CSG president senior Alex Jacobs introduced Pokorny. Jacobs was also the one to suggest bringing Pokorny to campus.
“We decided to bring Steve so that [the issue of pornography] could be brought to light, because it’s something that doesn’t really get spoken about very much,” Jacobs said in an interview before the lecture. “It’s something that maybe people talk about, but kind of maybe as a joke, but not in a serious way, because maybe they’re afraid.”
Though Steve Pokorny’s lecture was open to anyone, he approached the topics of pornography and love from a Catholic perspective. Pokorny opened and closed his lecture with a prayer and asserted that one should know Jesus in order to understand love.
“That’s one of my challenges to you tonight: to come to know this guy, because it helps to make sense of reality in a very important way,” Pokorny said.
Pokorny began his lecture by establishing that all of us desire love. He said that men and women often get hurt in romantic situations and end up closing their hearts.
“If you’ve got one half of humanity closing their heart, and the other half of humanity closing their heart, what kind of world is that going to be? It’s the world we live in now,” Pokorny said.
Pokorny outlined reasons he believes we accept “counterfeit” or incomplete types of love. He painted a picture of a broken society, asserting that our culture poisons us with appealing but incorrect ideas about the body.
“That’s this notion going around on a lot of college campuses that believes this: person’s here, body’s here. So I can do whatever I want with my body, and it won’t affect my personhood,” Pokorny said.
The second half of Pokorny’s lecture focused on potential negative effects of pornography. According to Pokorny, the overstimulation that pornography provides can lead to desensitization, and the dopamine hit porn provides leads to the compulsion to keep viewing it. He alluded to several people he has worked with as a life coach who developed extreme pornography addictions.
“Pornography makes us stupid,” Pokorny said. “‘Maybe it’s OK to look at porn in my cubicle when people are walking by or to masturbate in my second period class.’ I’ve had both those clients.”
Pokorny also suggested a relationship between rape culture and pornography.

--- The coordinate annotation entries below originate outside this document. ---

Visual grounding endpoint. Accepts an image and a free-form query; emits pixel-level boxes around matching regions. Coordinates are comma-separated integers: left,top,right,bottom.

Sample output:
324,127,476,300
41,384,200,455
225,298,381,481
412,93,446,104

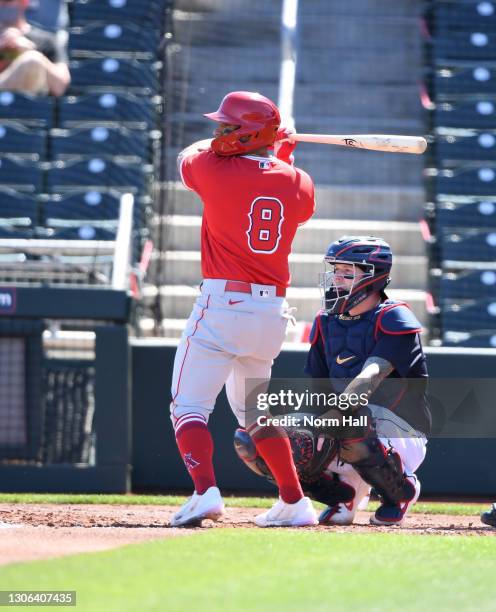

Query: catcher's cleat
319,502,357,525
370,476,420,526
255,497,318,527
481,503,496,527
170,487,225,527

“Those dopamine receptors have shrunk, right? They need to [find] harder and harder stuff,” Pokorny said. “It’s creating a world of violence against women. If you’re concerned about a rape culture, perhaps on campus here, where does that activity come from?”

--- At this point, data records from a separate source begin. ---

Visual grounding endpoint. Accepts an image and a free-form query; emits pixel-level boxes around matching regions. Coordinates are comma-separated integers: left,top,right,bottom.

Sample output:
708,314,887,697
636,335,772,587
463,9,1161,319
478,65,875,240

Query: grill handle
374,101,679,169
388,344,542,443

Pokorny also pointed out the link between pornography and sex trafficking. He cited a statistic from the advocacy group Thorn, which said that nearly half of sex trafficking victims report that pornography was made of them while they were in bondage.
“You don’t know what happened to those people. You don’t know if they’re dead. Guys might be masturbating in a dorm room to a dead person,” Pokorny said.
Throughout his lecture, Pokorny focused more on the objectification of women than of men. At one point, he pulled up pictures of women on the screen behind him, and made up a story about one of them, as an example of how to keep oneself from objectifying a person in an image.
“I give her a name. Tell a story about her. And don’t just go the positive — I’m going to give something that maybe she’s struggling with,” Pokorny said. “So, this is Jeniqua. Jeniqua likes big hair and big rings. She works at the mall. But she just broke up with her boyfriend. She has two kids, and she’s trying to make it through the day.”
Pokorny concluded his lecture by telling his own story. His father was distant and mentally challenged, which was one of the factors that led to his own pornography habit. Korinsky said he eventually found peace through God.
“I experienced … this tangible desire not to use my sisters but to want to serve them,” Pokorny said.
Sophomore Bernadette Weigman, vice president of CSG, said she appreciated the lecture.
“I thought his talk was really beautiful, and I think the fact that he got really personal was helpful,” Weigman said.
Alex Jacobs expressed the hope that others would consider their relationship to pornography, even if they were not able to attend the lecture.
“I think a lot of people — at Trinity, but not just at Trinity, in society overall — struggle with the issue of pornography. They don’t view it as a helpful aspect of their life but rather something that is maybe a need that needs to be fulfilled or even something just that they wish that wasn’t part of their life,” Jacobs said.